The prime minister also said that "my heart went out to Gordon and Sarah Brown" over the fact that their son's condition had been splashed across the front page of The Sun in 2006.

"To have your childrens' privacy invaded in that way, and I know this myself, particularly when your child isn't well, is completely unacceptable and heart breaking for the family concerned," said Mr Cameron.

Meanwhile, some of Britain's most senior police officers were accused of allowing a "web of spying and corruption to continue untouched" when they appeared yesterday before MPs investigating the phone-hacking scandal.

The Scotland Yard officers defended their actions before the House of Commons home affairs committee, saying they had failed to uncover the extent of the hacking at The News of the World in a 2006 investigation because they had been hampered by a lack of co-operation among executives at News International.

Assistant Commissioner John Yates, the Metropolitan Police's current head of counterterrorism who reviewed the original inquiry in 2009 and adjudged there was no fresh evidence to merit further police action, also said that he was "99 per cent certain" his own phone had been hacked in 2005-6.

Ian (now Lord) Blair, the head of the Metropolitan Police until his retirement two years ago, said that his own mobile phone number had been among almost 4,000 found this year on a list owned by private investigator Glenn Mulcaire, who was jailed along with The News of the World's royal editor in 2007 for hacking into the voicemails of Buckingham Palace staff.

Mr Yates, who denied being one of the officers who had been paid tens of thousands of pounds in bribes by the newspaper, also admitted that he made a "poor" decision not to reopen the inquiry in 2009 and said that he regretted not doing enough to protect victims.

Mr Yates denied claims by the New York Times that he did not investigate the hacking allegations further because he feared the best-selling tabloid, which Mr Murdoch ordered to be shut down after last Sunday's edition, would publish details about his personal life.

"I categorically state that was not the case.
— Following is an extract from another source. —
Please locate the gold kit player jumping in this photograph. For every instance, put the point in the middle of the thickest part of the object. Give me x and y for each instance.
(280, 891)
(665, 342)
I think it's despicable. I think it's cowardly," he told the MPs.

At the end of the questioning, Keith Vaz, the committee chairman, told Mr Yates that he found his evidence "unconvincing", adding: "There are more questions to be asked about what happened when you conducted this review.

Peter Clarke, a former deputy assistant commissioner who was also part of the original investigation, told the committee that he had not authorised officers to trawl through 11,000 pages of material that had been seized after Mulcaire's arrest because he could not justify the resources.

Mr Clarke said that there were pressing concerns of the terrorist threat to Britain at the time and his investigations at The News of the World "involved gross breaches of privacy but no apparent threat of physical harm to the public".

In other developments yesterday, a Labour Party motion calling for Mr Murdoch to withdraw his bid to buy all of UK satellite broadcaster BSkyB will be backed by both the Conservatives and Liberal Democrats, the two parties in the ruling coalition government.